Laughing gas all roundby Bill Ralston
TV3 needs a dose of what its rival dishes up for <em>Breakfast.</em>
Life is odd. Particularly on television. There are many things on the box that have begun to puzzle me of late. For example, after many years of contentedly watching television news bulletins, I’ve suddenly noticed something weird about the 3 News political team in Parliament‘s press gallery. It gradually dawned on me that Duncan Garner and his Batman and Robin-type sidekick, Patrick Gower, had adopted a Jonny Wilkinson delivery style when talking to camera. They both stand much like the former England fly half before he took a kick at goal. Hands clenched in front, torso bent forward at the waist, bottom thrust back at an alarmingly pert angle, staring fixedly ahead presumably envisioning the ball slotting between the posts. At any moment I expect them suddenly to take several quick paces in a small arc and boot the cameraman in the goolies.
Although I would be the last to advocate that kind of behaviour against hard-working film crew, I find myself nightly willing Garner and Gower to do it. It seems to be having some effect. Lately I’ve noticed both men have begun swaying slightly forward on the balls of their feet as if they might launch themselves forward. I believe it is only a matter of time now until they do so. Curiously their gallery colleague, the angelic Tova O’Brien, has spurned the Wilkinson stance, but she does clasp her hands in front of her like a pixie chorister and I always expect her to burst into the Hallelujah chorus before she throws back to the studio. I hasten to add that these sorts of oddities are not restricted to TV3.
I’ve come to believe that Jim Hickey thinks I’m suffering memory loss or some sort of dementia as he keeps telling me the same thing over and over. At the start of the TV1 bulletin he tells me about the weather, halfway through he pops up to tell me about it again and then, just as the bulletin ends, he’s back once more to yak on about the weather. Enough already – I know it’s raining. You’ve told me that before – besides I can hear it on the roof. Incidentally, Hickey’s stance on camera is more like a bantamweight boxer, he leans forward on one leg, sways to the side and backwards before lurching forward again in a feint, duck, weave type of fashion. Perhaps he can see, in the corner of the studio, Paddy Gower about to run at him for that kick in the groin.
The Breakfast show has its own foibles. I’ve come to believe everyone on the programme is on nitrous oxide. Apart from Rawdon Christie. The rest of them are always laughing hysterically at each other; at times even Peter Williams raises a crusty grin. In the lovely Petra Bagust’s case, the smiles are probably the joy of knowing that soon she won’t have to get up at 3.30am any more.
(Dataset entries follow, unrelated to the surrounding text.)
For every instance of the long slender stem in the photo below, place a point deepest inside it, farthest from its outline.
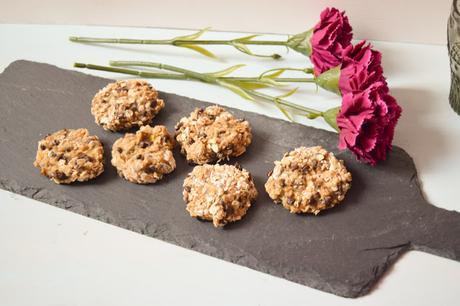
(284, 102)
(176, 76)
(189, 74)
(175, 42)
(185, 71)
Nadine Chalmers-Ross, the money-watcher, beams ear to ear as she laments the state of the dollar while Tamati Coffey and Sam Wallace alternate at outdoor locations to chortle about the weather, which I already know about because Hickey repeatedly told me the night before. Christie seems to have missed out on the medication as he sits on the couch wearing the dyspeptic expression of a man who has finally come to the conclusion that his dog nearby has just farted.
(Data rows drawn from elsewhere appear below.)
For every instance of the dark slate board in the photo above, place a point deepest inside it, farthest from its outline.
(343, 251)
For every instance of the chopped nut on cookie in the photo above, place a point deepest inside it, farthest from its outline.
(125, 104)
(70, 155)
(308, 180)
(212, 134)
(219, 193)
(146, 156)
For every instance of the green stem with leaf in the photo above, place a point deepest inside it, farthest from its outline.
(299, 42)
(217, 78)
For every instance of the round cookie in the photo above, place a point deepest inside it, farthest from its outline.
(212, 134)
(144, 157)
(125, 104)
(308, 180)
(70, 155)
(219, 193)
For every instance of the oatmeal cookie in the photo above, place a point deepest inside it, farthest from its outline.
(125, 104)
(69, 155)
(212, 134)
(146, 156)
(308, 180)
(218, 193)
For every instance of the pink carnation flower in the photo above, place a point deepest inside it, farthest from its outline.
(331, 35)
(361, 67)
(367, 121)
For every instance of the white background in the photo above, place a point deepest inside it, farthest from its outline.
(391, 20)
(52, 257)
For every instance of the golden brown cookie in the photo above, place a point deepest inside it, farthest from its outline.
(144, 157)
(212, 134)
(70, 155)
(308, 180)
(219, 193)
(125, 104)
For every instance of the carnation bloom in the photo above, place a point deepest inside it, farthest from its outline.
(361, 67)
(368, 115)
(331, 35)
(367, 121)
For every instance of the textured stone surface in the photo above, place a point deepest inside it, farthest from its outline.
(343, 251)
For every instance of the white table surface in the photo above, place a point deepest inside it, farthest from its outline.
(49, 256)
Away from the happy clappy fun park that is TV1 in the morning, on TV3’s Firstline Rachel Smalley inhabits a much more dour world where wars happen, natural disasters strike and people run for president in America. She is accordingly serious, except when Sam Ackerman the sports reader cracks a sporting bon mot. Then she will raise an eyebrow. Just one. I think Firstline needs some of the gas Breakfast has been hogging. It could share it with Garner and Gower, which might spare the cameraman bodily harm.